Adeyemi made the threat recently in Lagos, during a joint oversight visit by the Senate and House of Representatives Committees on Aviation to the Nigerian Civil Aviation Authority (NCAA).
However, in the statement, AON explained that commercial airlines globally, Nigeria inclusive, were set up with strict adherence to flight times.
“For these reasons, delays and cancellations are therefore the last thing any airline wants. While flight delays and cancellations occur all over the world, it is however instructive to note that in Nigeria, 80 per cent of the causes of delays and cancellations are due to factors that are neither in the control of airlines nor caused by them,” the operators said.
“This is why AON invites the public to be aware that airlines operating in Nigeria are forced to operate in an environment that is wrought with infrastructure deficiencies that are highly disruptive to normal schedule reliability and on time performance.
“Any airline in the world forced to operate under the domestic Nigerian circumstances would be bogged down by delays that they have no control over,” the statement said.
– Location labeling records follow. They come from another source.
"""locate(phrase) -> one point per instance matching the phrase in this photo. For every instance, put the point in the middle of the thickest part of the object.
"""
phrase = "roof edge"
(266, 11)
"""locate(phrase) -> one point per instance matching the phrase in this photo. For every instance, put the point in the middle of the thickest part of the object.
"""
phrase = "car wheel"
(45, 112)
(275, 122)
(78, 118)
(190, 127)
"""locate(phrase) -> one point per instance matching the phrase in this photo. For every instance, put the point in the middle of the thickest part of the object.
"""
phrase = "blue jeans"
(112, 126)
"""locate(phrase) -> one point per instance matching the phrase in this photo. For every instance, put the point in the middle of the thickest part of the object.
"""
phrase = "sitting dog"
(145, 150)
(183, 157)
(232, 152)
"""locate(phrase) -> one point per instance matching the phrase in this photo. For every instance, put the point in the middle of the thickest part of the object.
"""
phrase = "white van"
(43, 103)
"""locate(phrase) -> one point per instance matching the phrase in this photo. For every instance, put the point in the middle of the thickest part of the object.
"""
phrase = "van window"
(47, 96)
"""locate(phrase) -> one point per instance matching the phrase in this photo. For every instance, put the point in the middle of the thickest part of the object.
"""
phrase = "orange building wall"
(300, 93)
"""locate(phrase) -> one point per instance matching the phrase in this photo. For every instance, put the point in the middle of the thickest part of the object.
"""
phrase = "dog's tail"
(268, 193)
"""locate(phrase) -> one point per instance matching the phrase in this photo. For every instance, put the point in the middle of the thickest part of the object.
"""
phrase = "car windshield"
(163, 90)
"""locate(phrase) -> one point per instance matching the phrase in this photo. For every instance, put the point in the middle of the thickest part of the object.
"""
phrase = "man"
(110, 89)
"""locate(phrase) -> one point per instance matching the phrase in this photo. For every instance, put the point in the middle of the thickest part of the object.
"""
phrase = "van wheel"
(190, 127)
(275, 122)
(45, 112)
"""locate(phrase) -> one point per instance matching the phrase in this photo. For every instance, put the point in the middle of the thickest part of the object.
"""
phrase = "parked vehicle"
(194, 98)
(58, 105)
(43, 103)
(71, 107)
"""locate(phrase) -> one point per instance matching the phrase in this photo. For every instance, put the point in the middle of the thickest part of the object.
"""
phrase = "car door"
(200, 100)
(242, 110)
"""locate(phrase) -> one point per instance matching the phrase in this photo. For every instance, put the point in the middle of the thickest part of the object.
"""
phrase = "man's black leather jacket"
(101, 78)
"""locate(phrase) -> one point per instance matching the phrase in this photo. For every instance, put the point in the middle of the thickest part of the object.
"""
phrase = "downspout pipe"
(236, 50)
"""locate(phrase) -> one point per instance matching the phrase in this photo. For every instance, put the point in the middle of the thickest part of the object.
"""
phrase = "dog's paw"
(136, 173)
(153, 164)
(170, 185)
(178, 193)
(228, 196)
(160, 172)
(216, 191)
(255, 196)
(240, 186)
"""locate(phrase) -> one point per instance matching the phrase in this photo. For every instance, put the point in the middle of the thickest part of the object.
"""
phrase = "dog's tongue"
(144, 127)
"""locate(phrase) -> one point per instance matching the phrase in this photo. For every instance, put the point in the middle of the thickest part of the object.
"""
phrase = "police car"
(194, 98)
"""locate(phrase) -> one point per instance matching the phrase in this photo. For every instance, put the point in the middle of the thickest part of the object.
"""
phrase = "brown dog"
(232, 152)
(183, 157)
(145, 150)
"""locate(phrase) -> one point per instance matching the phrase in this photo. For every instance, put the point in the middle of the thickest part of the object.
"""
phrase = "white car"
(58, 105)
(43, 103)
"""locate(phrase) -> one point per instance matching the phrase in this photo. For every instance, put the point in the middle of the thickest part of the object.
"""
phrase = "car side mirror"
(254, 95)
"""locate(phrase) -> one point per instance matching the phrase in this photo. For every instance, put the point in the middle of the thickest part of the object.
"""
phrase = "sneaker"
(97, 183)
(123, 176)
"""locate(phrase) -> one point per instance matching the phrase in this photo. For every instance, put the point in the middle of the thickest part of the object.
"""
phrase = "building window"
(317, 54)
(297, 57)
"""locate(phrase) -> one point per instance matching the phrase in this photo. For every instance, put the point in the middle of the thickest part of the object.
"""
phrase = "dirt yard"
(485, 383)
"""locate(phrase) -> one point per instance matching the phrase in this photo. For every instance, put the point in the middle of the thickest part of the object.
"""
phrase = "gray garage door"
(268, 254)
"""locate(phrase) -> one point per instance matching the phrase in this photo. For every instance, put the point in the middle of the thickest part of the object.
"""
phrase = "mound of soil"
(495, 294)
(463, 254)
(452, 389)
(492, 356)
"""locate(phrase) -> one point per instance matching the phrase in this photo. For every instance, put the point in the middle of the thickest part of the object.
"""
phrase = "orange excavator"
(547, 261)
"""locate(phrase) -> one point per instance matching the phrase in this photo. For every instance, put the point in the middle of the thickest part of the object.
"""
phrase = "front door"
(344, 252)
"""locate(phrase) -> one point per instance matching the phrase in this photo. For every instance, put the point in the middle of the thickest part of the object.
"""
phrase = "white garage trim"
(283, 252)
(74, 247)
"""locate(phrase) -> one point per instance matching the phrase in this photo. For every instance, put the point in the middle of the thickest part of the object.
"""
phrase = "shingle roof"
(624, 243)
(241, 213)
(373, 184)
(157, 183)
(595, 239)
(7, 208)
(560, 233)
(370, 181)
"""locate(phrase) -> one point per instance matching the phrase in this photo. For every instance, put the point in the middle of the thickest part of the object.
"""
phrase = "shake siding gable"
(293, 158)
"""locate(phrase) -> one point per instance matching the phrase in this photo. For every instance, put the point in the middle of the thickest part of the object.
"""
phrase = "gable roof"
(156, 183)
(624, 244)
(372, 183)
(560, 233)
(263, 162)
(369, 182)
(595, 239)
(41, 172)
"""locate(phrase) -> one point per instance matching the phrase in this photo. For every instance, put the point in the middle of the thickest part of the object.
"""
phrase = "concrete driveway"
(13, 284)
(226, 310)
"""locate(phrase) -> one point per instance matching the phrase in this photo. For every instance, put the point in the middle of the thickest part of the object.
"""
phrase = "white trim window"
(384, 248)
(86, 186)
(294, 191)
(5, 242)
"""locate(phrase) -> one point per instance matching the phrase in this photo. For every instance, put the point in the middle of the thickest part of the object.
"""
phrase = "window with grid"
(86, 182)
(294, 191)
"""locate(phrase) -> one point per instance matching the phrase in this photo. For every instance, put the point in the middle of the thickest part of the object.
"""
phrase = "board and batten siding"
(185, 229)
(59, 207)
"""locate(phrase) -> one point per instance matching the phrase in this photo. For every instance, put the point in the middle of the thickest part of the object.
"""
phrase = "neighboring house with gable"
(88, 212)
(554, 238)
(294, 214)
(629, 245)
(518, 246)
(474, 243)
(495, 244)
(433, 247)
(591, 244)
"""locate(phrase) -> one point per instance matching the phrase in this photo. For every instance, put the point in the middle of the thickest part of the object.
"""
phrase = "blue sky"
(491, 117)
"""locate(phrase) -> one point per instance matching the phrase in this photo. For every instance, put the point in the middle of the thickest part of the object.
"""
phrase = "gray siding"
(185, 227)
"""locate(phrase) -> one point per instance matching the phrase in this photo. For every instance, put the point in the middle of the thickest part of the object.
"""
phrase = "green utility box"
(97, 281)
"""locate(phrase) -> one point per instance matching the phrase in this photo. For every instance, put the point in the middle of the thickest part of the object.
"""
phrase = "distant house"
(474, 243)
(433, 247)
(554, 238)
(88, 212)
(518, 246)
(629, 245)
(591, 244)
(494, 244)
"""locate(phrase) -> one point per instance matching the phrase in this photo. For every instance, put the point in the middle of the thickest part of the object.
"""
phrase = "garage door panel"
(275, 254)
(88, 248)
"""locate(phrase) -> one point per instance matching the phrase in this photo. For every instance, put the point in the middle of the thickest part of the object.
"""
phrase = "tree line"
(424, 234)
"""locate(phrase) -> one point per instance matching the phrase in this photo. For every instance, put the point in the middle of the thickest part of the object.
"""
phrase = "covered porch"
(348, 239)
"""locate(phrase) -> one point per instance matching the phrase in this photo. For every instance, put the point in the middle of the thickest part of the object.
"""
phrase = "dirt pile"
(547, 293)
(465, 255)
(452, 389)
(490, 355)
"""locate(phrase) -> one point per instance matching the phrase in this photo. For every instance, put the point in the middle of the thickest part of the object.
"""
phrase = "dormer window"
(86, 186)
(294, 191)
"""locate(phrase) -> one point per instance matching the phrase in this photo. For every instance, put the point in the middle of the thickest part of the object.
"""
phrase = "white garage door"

The operators itemised the causes of flight delays to include weather and explained that due to the lack of basic navigational and visual aids at most airports across the country, airlines are forced to delay flights unnecessarily, waiting for visibility to improve either at departure or destination airports.
“This is the major cause of delays in the months of October to March every year (with the harmattan dust haze and fog) and this impacts the entire system significantly.
“Almost every morning, the first flights to several destinations are delayed, affecting the schedule of the airline for the rest of the day. This issue of lack of navigational and visual aids at most of the airports in the country accounts for more than 50 per cent of the delays in the system, for which airlines unfairly always take the fall.
“This would easily be avoidable if the requisite infrastructure was put in place across the network of airports. Thankfully, airlines will never jeopardise safety, but will rather choose to wait for weather conditions to improve or be forced to cancel flights if the situation persists,” the operators said.
The operators also identified unavailability and ever rising cost of aviation fuel; unavailability of Forex for spare parts and maintenance; delays from Customs in clearing of Safety critical spare parts; poor air traffic flow; inadequate Check-in Counters and others as the major factors responsible for flight delays and cancellations.